L’épicerie solidaire alimentée de produits locaux a vu le jour en septembre 2020. Les producteurs locaux fournissent une variété de produits qui sont choisis par une commission constituée des membres de l’association, composition qui tourne afin de permettre une transmission des compétences et de limiter toute forme d’appropriation de cet espace. L’épicerie est ouverte jour et nuit, des bénévoles y tiennent des permanences à certains moments pour renseigner les acheteurs sur le projet. Chacun paie en toute autonomie en fonction de ses achats.
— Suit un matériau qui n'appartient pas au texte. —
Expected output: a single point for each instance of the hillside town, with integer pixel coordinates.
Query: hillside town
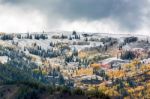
(116, 65)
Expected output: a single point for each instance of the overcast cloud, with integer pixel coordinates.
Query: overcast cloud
(125, 16)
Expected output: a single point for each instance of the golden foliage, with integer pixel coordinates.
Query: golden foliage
(84, 71)
(116, 73)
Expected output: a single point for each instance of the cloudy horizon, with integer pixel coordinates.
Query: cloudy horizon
(106, 16)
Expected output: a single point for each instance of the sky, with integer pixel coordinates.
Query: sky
(103, 16)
Pour ce faire, le projet cherche à renouveler la structuration de la réponse aux besoins sociaux via un modèle économique qui s’oriente vers une économie dite populaire (qu’ils nomment « familiale »), c’est-à-dire « l’ensemble des activités économiques et des pratiques sociales développées par les groupes populaires en vue de garantir, par l’utilisation de leur propre force de travail et des ressources disponibles, la satisfaction des besoins de base, matériels autant qu’immatériels ». Les porteurs de projet ont dédié ⅗ de leur temps personnel au projet, un investissement humain important. Cette construction repose sur l’apport de chaque participant en termes de force de travail, de temps mis à disposition, de compétences, afin de répondre aux besoins pour le fonctionnement du lieu.
La solidarité est redéfinie ici dans sa dimension globale : elle est le sentiment de responsabilité et de dépendance réciproque au sein d’un groupe de personnes qui sont moralement obligées les unes par rapport aux autres. Ainsi, les problèmes rencontrés par l’un ou plusieurs de ses membres concernent l’ensemble du groupe. La solidarité conduit l’homme à se comporter comme s’il était directement confronté au problème des autres, sans quoi, c’est l’avenir du groupe (donc le sien) qui pourrait être compromis. Souvent une vision restrictive de la solidarité prévaut, sur un mode binaire : elle s’exerce dans un mouvement unilatéral, en direction des personnes défavorisées.
Le projet de La Grange de Gros Puy met en oeuvre une conception plus large de la solidarité, en mettant l’accent sur l’interdépendance entre ses membres, ce qui renouvelle grandement l’approche des tiers-lieux nourriciers tels qu’ils peuvent exister par ailleurs.